Hamas and Israel remain at odds over hostage swap and ceasefire deal

Israel escalates attacks on Gaza

New Delhi: Despite the efforts of the United States, Qatar, and Egypt, the talks between Hamas and Israel over a possible hostage swap and ceasefire deal have reached a deadlock. The three mediators have been working for weeks to find a solution that would end the violence in Gaza and secure the release of Israeli captives held by Hamas.

According to sources, the main sticking points are the number and identity of the hostages and prisoners to be exchanged, and the duration and conditions of the ceasefire. Hamas is reportedly holding around 100 Israeli hostages, including two civilians and the remains of two soldiers. Israel is holding thousands of Palestinian prisoners, some of whom are serving life sentences for involvement in attacks against Israelis.

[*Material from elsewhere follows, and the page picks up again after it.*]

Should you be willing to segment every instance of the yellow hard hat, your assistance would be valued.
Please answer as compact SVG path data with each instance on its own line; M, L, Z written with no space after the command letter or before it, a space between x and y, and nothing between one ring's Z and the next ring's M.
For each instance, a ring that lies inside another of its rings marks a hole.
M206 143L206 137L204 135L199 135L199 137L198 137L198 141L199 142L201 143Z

Hamas has demanded that Israel stop its military operations, lift the blockade on Gaza, and release a large number of Palestinian prisoners, including senior Hamas leaders and members of the armed wing. Hamas has also rejected the idea of a six-week ceasefire, insisting on a permanent truce and a full withdrawal of Israeli forces from Gaza.

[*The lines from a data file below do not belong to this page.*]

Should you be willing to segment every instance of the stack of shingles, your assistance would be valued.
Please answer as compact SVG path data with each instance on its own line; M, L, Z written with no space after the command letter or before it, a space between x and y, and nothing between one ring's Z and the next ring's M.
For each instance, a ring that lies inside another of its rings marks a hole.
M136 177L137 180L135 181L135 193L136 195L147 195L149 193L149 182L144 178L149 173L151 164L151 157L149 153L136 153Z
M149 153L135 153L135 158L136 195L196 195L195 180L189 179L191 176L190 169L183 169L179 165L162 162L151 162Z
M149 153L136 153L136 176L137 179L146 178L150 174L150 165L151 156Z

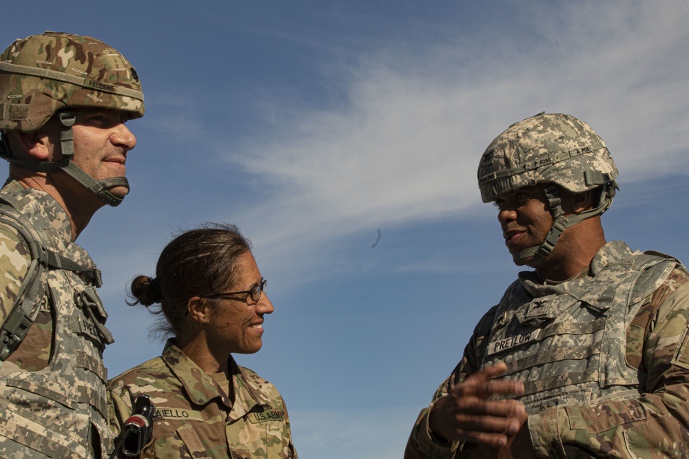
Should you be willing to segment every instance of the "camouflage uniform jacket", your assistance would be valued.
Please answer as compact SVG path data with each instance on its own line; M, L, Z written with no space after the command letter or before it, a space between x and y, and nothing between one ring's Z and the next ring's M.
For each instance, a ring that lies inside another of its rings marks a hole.
M0 195L14 203L52 250L95 269L72 242L70 220L50 195L10 182ZM17 298L28 253L16 230L0 225L0 322ZM97 331L106 314L91 278L48 271L39 319L0 368L0 457L90 458L110 450L105 345Z
M143 458L297 458L282 396L270 383L228 362L234 400L173 343L163 355L112 379L110 427L119 432L136 396L156 406L153 443Z
M548 285L522 273L433 399L502 360L524 383L518 399L538 457L687 457L688 281L674 259L617 242L582 277ZM433 438L427 412L405 458L469 457L471 445Z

Israel, on the other hand, has asked Hamas to provide a list of the hostages who are alive and to agree on a reasonable ratio of captives to prisoners to be released. Israel has also expressed its willingness to extend humanitarian aid to Gaza, but only if Hamas stops firing rockets and digging tunnels.

The negotiations have been complicated by the lack of direct contact between the two sides and the involvement of multiple intermediaries with different agendas. The United States, Qatar, and Egypt have been trying to bridge the gaps and persuade both parties to compromise, but so far, their efforts have been in vain.

Israel intensifies attacks

Senior Hamas official Osama Hamdan said that his group is ready to continue the talks, but only if Israel shows more flexibility and seriousness. He also accused Israel of using the hostages as a bargaining chip and violating international law. Meanwhile, Israel has accused Hamas of being unrealistic and unreasonable, and of using the hostages as human shields and propaganda tools.